COMMENT
My daughter was about 2 1/2 when she looked up halfway through her porridge one day and asked, "Why don't I have a daddy at home, like Steven does?" Steven is the boy next door, and I am a single parent.
It was the first time she'd ever said anything like that, but not the last; and every time I struggle to answer.
It's not as if she never sees her father. She stays with him regularly for several days at a time and in between he calls and sends postcards.
He takes her fishing and kite-flying and they have their own private jokes and songs. He makes a big effort to nurture the relationship. But it's still not the same as having a daddy at home.
I feel vaguely uneasy whenever I read the statistics for kids growing up in single-mum households: they're more likely to live in poverty, do poorly academically and end up on welfare.
The boys are more prone to violence and the girls to promiscuity.
Of course there are many exceptions and I'm doing my best to ensure that my daughter is one of them, but I can see already that she suffers from not having a main man in her daily life.
Just a mum or just a dad simply doesn't cut it from a kid's point of view. And two mums or two dads wouldn't, either.
The main problem with same-sex matrimony - be it by civil union or any other label - is that it legitimises same-sex parenting.
The issue is not whether gay couples can love and care for each other or be loving parents. Of course they can.
It's whether two men or two women can give kids what they really need.
Two gay dads can't make up for not having a mum around; and neither can the very best lesbian mothers make up for missing out on a father.
I suspect same-sex parenting is more about adults' wants than children's needs.
Take a comment made by gay comedian Rosie O'Donnell in a recent interview with ABC's Diane Sawyer.
O'Donnell, who is bringing up three children with her partner, said her 6-year-old son often asks, "Why can't I have a daddy?"
She tells him, "Because I'm the kind of mommy who wants another mommy."
Similarly, in these pages last week, a gay Wellington man talked about how his mother worried about him never having children.
"For her, and me, whakapapa [genealogy] is important but it's amazing what technology can do these days. I'm sure we can work that out."
Just because we want something - and have the ability to make it happen - doesn't mean it is good for our kids.
I want another baby, for example. So I thought about following the advice from some quarters to "just go out and get pregnant" either the fun way or the turkey-basting way.
But in the end I figured there was a difference between getting pregnant "by accident" and deliberately setting out to bring a child into a fatherless home.
Creating a child simply because I wanted to, and permanently depriving it of a biological parent, would be selfish.
(Actually, getting pregnant by accident was also selfish for me who is living a lifestyle in which I knew I could get pregnant, without thinking about what would be best for any resulting child.)
I get rather tired of the oft-heard argument, "I have the right to do whatever I like as long as it doesn't hurt anyone else."
But even if that were valid, it surely doesn't apply to same-sex parenting, given that depriving a child of either a mother or a father is damaging.
As Massachusetts Governor Mitt Romney told the US Congress last week, adult rights are the least important issue at stake here.
Of the decision by the courts in his state to allow gay couples to wed in his state, he said: "[The judges] viewed marriage as an institution principally designed for adults. Adults are who they saw.
"Adults stood before them in the courtroom. And so they thought of adult rights, equal rights for adults. But the children of America have the right to have a father and mother."
On Massachusetts marriage licences, the words "bride" and "groom" have already been replaced with "Party A" and "Party B".
How long before the words "mother" and "father" on children's birth certificates are replaced with "Parent A" and "Parent B"?
What does the research say about children brought up by gay parents?

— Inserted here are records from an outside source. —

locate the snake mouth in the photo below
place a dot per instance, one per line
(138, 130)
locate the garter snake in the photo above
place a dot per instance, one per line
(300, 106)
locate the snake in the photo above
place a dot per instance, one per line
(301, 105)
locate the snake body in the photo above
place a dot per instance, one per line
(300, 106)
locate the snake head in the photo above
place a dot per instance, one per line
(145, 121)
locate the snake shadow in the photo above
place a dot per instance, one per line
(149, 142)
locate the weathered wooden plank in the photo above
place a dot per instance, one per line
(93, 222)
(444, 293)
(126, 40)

Depends on who's talking.
Some studies show they're more likely to suffer gender-identity confusion, experiment with homosexuality and be promiscuous.

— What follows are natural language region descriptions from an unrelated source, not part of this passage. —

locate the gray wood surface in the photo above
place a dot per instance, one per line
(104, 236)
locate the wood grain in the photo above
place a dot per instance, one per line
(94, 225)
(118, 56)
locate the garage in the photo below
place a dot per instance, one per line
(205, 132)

Other studies found children in gay households are as emotionally sound as any others and that, in fact, they're more empathetic.
So research aside, my view of same-sex parenting comes mainly from what I observe as a single parent.
I love my daughter with all my heart and don't regret having her for an instant.
But I do wish I'd had her in different circumstances. She pays a price for my choices; and I fear children with two mums or two dads would, too.
Better to live with good gay parents than bad heterosexual parents? Highly likely. But surely as a society we should be figuring out what's ultimately best for children and then aiming for it.
And that means aiming to give them all a mum and a dad as much as it means wiping out abuse and poverty.
* Sandra Paterson, a former Herald reporter, is a freelance journalist based in Tauranga.